Literally from the first play of the game, Seattle’s victory never looked in doubt. They shut out the Broncos 22-0 in the first half, added two further touchdowns in the third and eventually rolled out winners 43-8.
The game was decided not by individual superstars but by team collectives. Denver’s was error-strewn throughout.
Seattle’s defense – the vaunted LOB or ‘Legion of Boom’ – meanwhile lowered the boom comprehensively. Capitalising on its opponents’ every mistake, it put scarcely a foot wrong throughout.
This was supposed to be the apotheosis of the Broncos’ 37-year old Peyton Manning, chasing not just his second Super Bowl ring but also indisputable recognition as the greatest quarterback of his era.
In the event, he performed respectably, completing 34 of 49 for a total 280 yards and one touchdown, compared with the Seahawks’ young Russell Wilson with 18 for 25 for 206 yards and two touchdowns.
However figures this time told only a fraction of the story. Seattle’s was a team victory. “We grew together through the season,” said the 25-year-old Wilson after the game, the climax of just his second season in the NFL. “Why not you, was my father’s message to me. This time we thought, ‘why not us?’”
Meteorologically too, Super Bowl XLVIII defied most rational predictions. This has been North America’s winter of polar vortexes, and many feared the worst for this first-ever championship game played in the open air in a cold weather city.
Instead kick-off temperature in the MetLife Stadium in East Rutherford, New Jersey, was a positively balmy 49 degrees Fahrenheit, almost 10 degrees centigrade, for the 82,500 in attendance. But the conditions were of little use to Denver.
The Bronco’s nightmare began on almost the first play, that set a pattern for almost everything that followed.
On the game’s first snap the ball flew over Manning’s head and into the end zone, forcing the Broncos to concede a two-point safety just 12 seconds in – the earliest score in Super Bowl history.
Thereafter Seattle dominated utterly, forcing turnover after turnover from which Denver never recovered. “Credit to the Seahawks’ defense, we just ran into a buzz-saw,” Denver’s head coach John Fox acknowledged afterwards.
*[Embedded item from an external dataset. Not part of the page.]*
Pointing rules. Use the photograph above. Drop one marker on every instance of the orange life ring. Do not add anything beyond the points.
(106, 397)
After the safety, his team managed to limit further first quarter damage to two Seattle field goals – but then the floodgates opened.
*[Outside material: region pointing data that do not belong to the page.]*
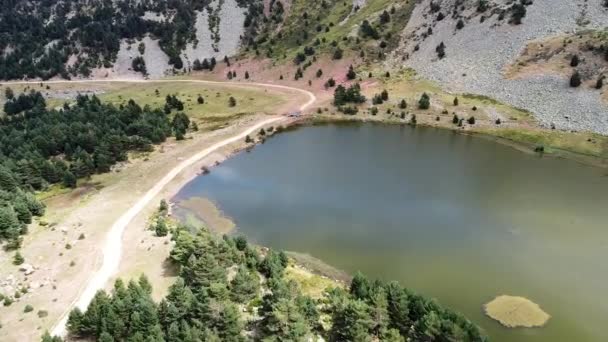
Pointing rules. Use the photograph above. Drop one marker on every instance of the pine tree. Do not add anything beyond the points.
(18, 259)
(244, 286)
(351, 74)
(161, 227)
(424, 102)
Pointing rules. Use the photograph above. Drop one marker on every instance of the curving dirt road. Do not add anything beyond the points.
(112, 248)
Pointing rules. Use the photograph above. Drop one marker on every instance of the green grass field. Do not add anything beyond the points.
(216, 98)
(248, 100)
By halftime the Seahawks had added two further touchdowns, both the result of interceptions against Manning, who was never allowed to find the rhythm that had seen him throw more touchdowns, for more yards, than anyone in NFL history during the 2013 regular season.
The second half opened in chronometrically identical fashion, but even more expensively for the Broncos. Once again Seattle scored after just 12 seconds, this time on a kick-off return by receiver Percy Harvin.
With 2.58 to go in the third quarter, they added a further seven points, as wide receiver Jermaine Kearse collected a Wilson pass 23 yards out and wriggled and twisted his way past several missed tackles into the end zone.
With the last play of the quarter Denver did at last manage to score, avoiding the ultimate indignity of a first ever Super Bowl shut out, when Manning connected with receiver Demaryius Thomas on a 14-yard touchdown pass, followed by a two point conversion.
But the improvement was barely even cosmetic as Seattle quickly responded with a fifth touchdown. The final winning margin was the biggest in a Super Bowl since the Dallas Cowboys annihilated the Buffalo Bills 52-17 in 1993. If anything, it was even less expected.